DONNELLY IS MINISTER FOR SELF
THERE was one day back in January when the number of new Covid cases reached a staggering 4,000, but the Department of Health’s incoming secretary-general Robert Watt also had something else on his mind that day. Mr Watt, in line for a controversial raise of €81,000 to bring his annual salary to €292,000, took time out that day to question the number of mentions that his minister, Stephen Donnelly, was getting on the Department’s Twitter account.
‘The Minister completed an analysis of the Department’s Twitter feed,’ Mr Watt informed the department’s head of communications, Deirdre Watters. ‘There is no reference to the Minister as you can see. We need to discuss.’
So much to unpack in that brief missive, so little space.
Mr Watt is already one of the highestpaid civil servants in the country, earning €211,000 per annum, or more than €4,000 per week, or almost €1,000 per working day. And yet an unknown amount of his very expensive time was spent, at the height of the third wave of Covid, dealing with a complaint from the minister about the number of times he was mentioned on Twitter. At the very least, this involved dealing with an email, if not attending a meeting, to examine the graphs that Mr Donnelly’s ‘analysis’ had produced comparing his mentions with those of Simon Harris in the Department of Education tweets.
Mr Harris, it’s worth remembering, is not just a constituency rival of Mr Donnelly’s but also his predecessor in Health and one of the most popular incumbents in a department nicknamed ‘Angola’ in some time. Why he picked on Mr Harris is anybody’s guess, but Mr Donnelly discovered that in the period when he was conspicuously absent from his department’s tweets to its 124,000 followers, Minister Harris was mentioned ten times in Education tweets to 10,000 followers. Mr Harris has 212,000 personal followers on Twitter, Mr Donnelly has 68,000.
So as well as dealing with the email/meeting, studying the graphs, and forwarding the observation on his wounded master’s behalf, Mr Watt then had to find time to ‘discuss’ the case of the missing minister with the head of the department’s communications. And generally speaking, it is fair to say, communicating its messages to the general public has not always been the department’s strong point: once again, we are dealing with civil servants who really should have had more on their minds at that time.
And all of those valuable Department of Health resources, while the third wave of a lethal pandemic raged, do not even include the time and energy that the minister himself spent counting his own name in its tweets, counting Mr Harris’s name in Education tweets, drawing up little graphs and boxes to illustrate the discrepancies, and bringing it all to the presumably over-stretched attention of his secretary-general.

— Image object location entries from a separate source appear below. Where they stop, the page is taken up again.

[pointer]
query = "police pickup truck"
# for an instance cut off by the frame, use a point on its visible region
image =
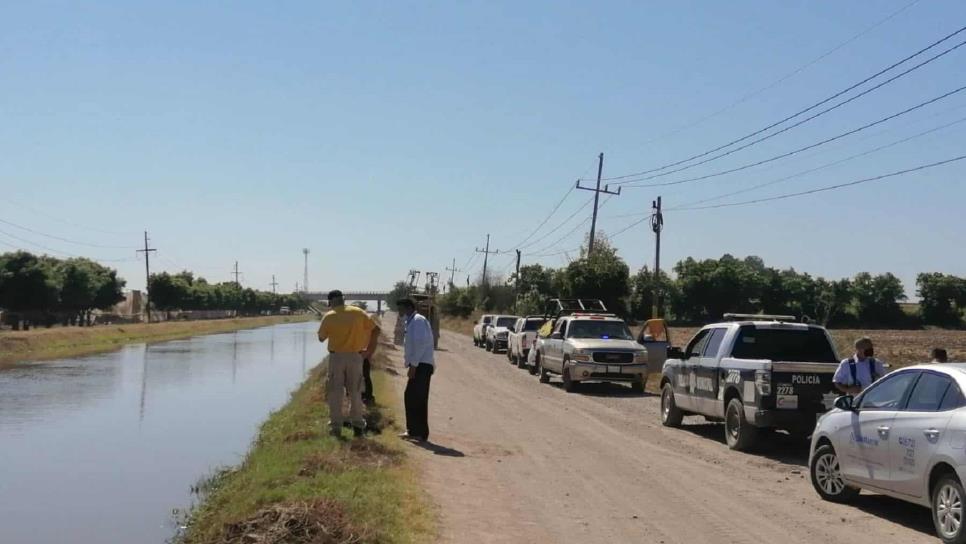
(757, 373)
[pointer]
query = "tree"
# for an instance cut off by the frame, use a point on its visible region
(942, 299)
(602, 275)
(877, 298)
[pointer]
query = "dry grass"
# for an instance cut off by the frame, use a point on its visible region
(60, 342)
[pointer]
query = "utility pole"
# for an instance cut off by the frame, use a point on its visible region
(147, 275)
(486, 254)
(597, 191)
(305, 278)
(657, 225)
(452, 271)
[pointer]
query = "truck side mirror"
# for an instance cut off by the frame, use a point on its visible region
(845, 402)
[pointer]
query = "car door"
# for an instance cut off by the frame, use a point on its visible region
(864, 442)
(918, 431)
(685, 381)
(705, 370)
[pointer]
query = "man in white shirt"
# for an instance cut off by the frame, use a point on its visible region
(420, 365)
(859, 371)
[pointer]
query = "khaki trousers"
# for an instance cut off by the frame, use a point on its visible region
(345, 377)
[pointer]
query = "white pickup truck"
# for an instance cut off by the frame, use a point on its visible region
(522, 337)
(755, 373)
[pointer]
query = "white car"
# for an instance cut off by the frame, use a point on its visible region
(498, 332)
(479, 329)
(522, 337)
(904, 436)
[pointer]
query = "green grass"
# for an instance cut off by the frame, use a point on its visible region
(61, 342)
(293, 461)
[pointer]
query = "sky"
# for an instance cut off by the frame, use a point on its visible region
(389, 136)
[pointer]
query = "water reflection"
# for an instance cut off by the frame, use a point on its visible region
(102, 448)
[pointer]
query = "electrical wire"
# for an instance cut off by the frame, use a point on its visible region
(806, 148)
(790, 117)
(828, 187)
(784, 78)
(794, 125)
(823, 166)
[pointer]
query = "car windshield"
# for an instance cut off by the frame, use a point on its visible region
(599, 329)
(533, 324)
(798, 344)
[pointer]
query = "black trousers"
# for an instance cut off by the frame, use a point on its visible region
(367, 395)
(417, 402)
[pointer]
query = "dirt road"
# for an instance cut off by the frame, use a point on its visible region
(513, 460)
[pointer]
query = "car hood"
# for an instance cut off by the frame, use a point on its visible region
(601, 344)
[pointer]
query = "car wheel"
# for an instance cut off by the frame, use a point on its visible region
(569, 384)
(542, 372)
(947, 509)
(827, 476)
(671, 415)
(739, 434)
(639, 385)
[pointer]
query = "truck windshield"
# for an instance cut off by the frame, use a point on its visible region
(533, 324)
(599, 329)
(801, 345)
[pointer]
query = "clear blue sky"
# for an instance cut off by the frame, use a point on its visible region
(395, 135)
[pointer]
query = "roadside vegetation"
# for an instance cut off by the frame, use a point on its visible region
(60, 342)
(300, 485)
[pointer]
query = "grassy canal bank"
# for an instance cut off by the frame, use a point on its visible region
(299, 485)
(60, 342)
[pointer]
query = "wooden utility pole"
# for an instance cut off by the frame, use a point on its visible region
(147, 275)
(657, 225)
(597, 191)
(452, 271)
(486, 254)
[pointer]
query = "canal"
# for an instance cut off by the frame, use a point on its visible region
(104, 449)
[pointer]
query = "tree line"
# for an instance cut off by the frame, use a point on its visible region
(43, 290)
(700, 291)
(184, 291)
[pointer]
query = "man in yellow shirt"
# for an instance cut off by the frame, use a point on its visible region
(352, 337)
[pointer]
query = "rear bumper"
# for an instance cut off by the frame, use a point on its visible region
(608, 373)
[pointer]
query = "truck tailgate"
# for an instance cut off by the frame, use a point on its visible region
(803, 386)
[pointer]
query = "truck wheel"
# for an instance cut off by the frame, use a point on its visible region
(827, 477)
(739, 434)
(947, 510)
(671, 415)
(639, 385)
(542, 372)
(570, 385)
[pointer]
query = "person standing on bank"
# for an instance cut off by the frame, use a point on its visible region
(860, 370)
(419, 367)
(352, 337)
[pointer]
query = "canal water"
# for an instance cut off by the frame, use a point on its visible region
(103, 449)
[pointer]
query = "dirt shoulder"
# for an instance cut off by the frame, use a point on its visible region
(512, 460)
(60, 342)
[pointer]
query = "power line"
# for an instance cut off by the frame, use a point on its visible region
(826, 165)
(827, 187)
(786, 77)
(790, 117)
(69, 241)
(806, 148)
(799, 123)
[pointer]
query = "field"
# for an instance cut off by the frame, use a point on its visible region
(59, 342)
(896, 347)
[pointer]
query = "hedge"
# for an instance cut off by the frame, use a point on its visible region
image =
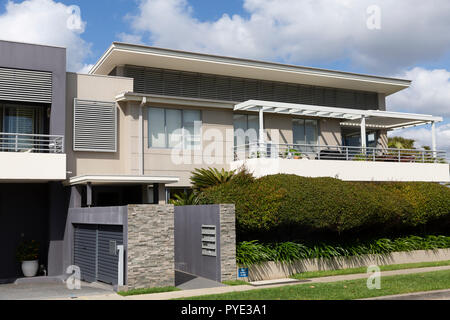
(254, 252)
(294, 206)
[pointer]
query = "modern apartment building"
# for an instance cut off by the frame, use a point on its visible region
(132, 130)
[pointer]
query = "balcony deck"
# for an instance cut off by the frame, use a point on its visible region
(345, 163)
(32, 158)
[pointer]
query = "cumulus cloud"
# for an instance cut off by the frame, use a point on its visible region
(422, 136)
(428, 94)
(305, 32)
(47, 22)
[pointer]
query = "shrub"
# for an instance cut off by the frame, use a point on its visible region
(254, 252)
(294, 207)
(205, 178)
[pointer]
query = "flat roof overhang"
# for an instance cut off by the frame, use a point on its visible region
(349, 117)
(129, 54)
(119, 180)
(173, 100)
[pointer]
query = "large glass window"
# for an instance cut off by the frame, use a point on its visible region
(305, 132)
(246, 129)
(173, 128)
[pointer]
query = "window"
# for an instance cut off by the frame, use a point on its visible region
(246, 129)
(305, 132)
(21, 119)
(173, 128)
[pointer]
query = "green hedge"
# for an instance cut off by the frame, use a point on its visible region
(280, 204)
(254, 252)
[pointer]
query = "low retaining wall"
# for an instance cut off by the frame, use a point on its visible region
(277, 270)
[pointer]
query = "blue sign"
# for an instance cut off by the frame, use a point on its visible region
(243, 273)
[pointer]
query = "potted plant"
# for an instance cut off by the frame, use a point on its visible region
(27, 254)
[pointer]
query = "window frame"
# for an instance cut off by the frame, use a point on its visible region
(166, 133)
(304, 129)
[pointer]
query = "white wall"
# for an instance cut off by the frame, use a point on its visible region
(19, 166)
(348, 170)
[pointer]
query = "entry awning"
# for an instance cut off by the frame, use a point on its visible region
(350, 117)
(120, 179)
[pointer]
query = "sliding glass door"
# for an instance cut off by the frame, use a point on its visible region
(23, 120)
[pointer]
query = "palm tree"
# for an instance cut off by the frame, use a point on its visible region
(401, 143)
(204, 178)
(185, 199)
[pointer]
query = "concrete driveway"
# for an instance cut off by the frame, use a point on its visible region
(50, 291)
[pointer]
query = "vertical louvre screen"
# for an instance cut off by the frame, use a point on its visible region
(25, 85)
(95, 126)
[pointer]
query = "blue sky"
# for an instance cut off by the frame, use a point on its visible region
(412, 40)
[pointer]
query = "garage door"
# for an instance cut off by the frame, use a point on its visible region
(95, 253)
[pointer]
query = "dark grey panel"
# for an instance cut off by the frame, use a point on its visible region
(85, 251)
(25, 56)
(108, 262)
(188, 240)
(208, 86)
(24, 211)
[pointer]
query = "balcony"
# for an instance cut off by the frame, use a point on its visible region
(345, 163)
(32, 158)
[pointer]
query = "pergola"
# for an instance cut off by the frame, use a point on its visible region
(349, 117)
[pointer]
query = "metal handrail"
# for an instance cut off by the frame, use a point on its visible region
(31, 143)
(345, 153)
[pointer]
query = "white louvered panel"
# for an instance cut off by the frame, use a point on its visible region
(95, 126)
(25, 85)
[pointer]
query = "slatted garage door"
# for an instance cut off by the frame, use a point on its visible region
(92, 252)
(107, 262)
(85, 251)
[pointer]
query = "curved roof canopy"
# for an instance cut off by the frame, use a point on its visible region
(129, 54)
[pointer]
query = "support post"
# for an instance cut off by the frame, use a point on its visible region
(161, 193)
(121, 263)
(89, 194)
(363, 135)
(433, 139)
(261, 130)
(141, 136)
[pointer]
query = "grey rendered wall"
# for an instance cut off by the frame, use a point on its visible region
(23, 211)
(41, 58)
(188, 243)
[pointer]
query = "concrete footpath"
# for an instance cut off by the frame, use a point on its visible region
(276, 283)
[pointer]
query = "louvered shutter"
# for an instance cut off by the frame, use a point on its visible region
(95, 126)
(25, 85)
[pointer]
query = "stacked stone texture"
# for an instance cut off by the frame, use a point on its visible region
(151, 257)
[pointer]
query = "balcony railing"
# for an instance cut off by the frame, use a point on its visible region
(343, 153)
(31, 143)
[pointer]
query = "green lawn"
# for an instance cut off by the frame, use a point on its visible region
(318, 274)
(147, 291)
(343, 290)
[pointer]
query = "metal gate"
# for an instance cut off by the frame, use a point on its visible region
(95, 252)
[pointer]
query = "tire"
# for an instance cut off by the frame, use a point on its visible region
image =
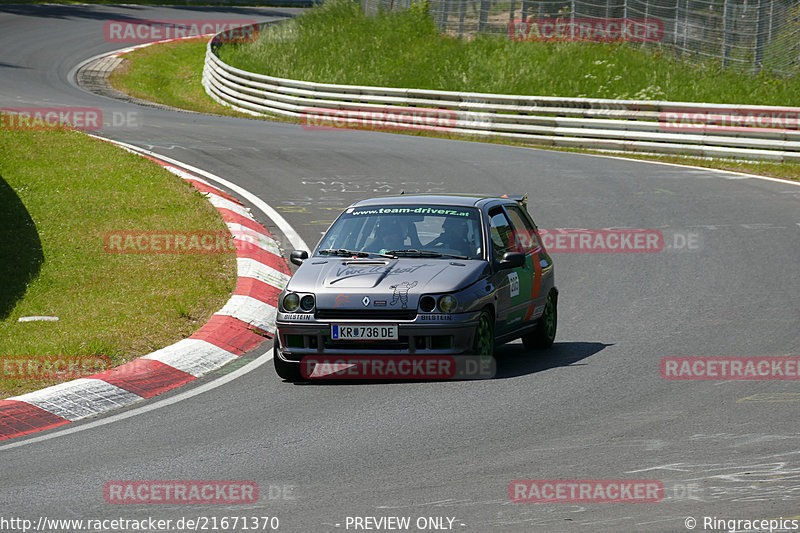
(545, 333)
(483, 344)
(287, 371)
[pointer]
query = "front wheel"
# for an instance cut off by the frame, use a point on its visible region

Talk about not wanting to waste a good crisis.
It was hard not to feel just the tiniest bit of sympathy for Mr Donnelly as he haltingly attempted to defend his complaints on radio next morning.
The department’s communications were ‘important’, he gibbered, and it was ‘reasonable to look at those communications to make sure we are doing as much as we can all the time’. Just how ‘doing as much as we can’ equated to ‘mentioning Mr Donnelly as often as we can’, he didn’t explain, but it was just ‘a piece of work’, he said repeatedly, ‘a piece of work that somebody in the Department was looking at…’
HE ADDED that he hadn’t seen the article, which featured prominently in that day’s Irish Times, but he would ‘have to take a look’. Well, he was in for a proper treat whenever he finally got around to it, because he was mentioned by name on the front page of a national newspaper no less than seven times.
In fairness, too, he is hardly the only minister with an eye to his public profile and his social media appearances. After all, they are all functioning in a system that requires politicians, even those undertaking the most important tasks during a national emergency, to pay at least as much attention to their re-election prospects and their own constituencies as to the crucial portfolios they hold.
It’s no wonder that exteacher Norma Foley plays softball with the teaching unions when she may well have to return to their ranks if she loses her Dáil seat in a few years’ time.
But it is not a good look, to put it mildly, for the minister for health to appear as if he is attempting to use communications with a nervous public as an occasion for self-promotion at a time when death rates were sky-high. A piece of work, indeed.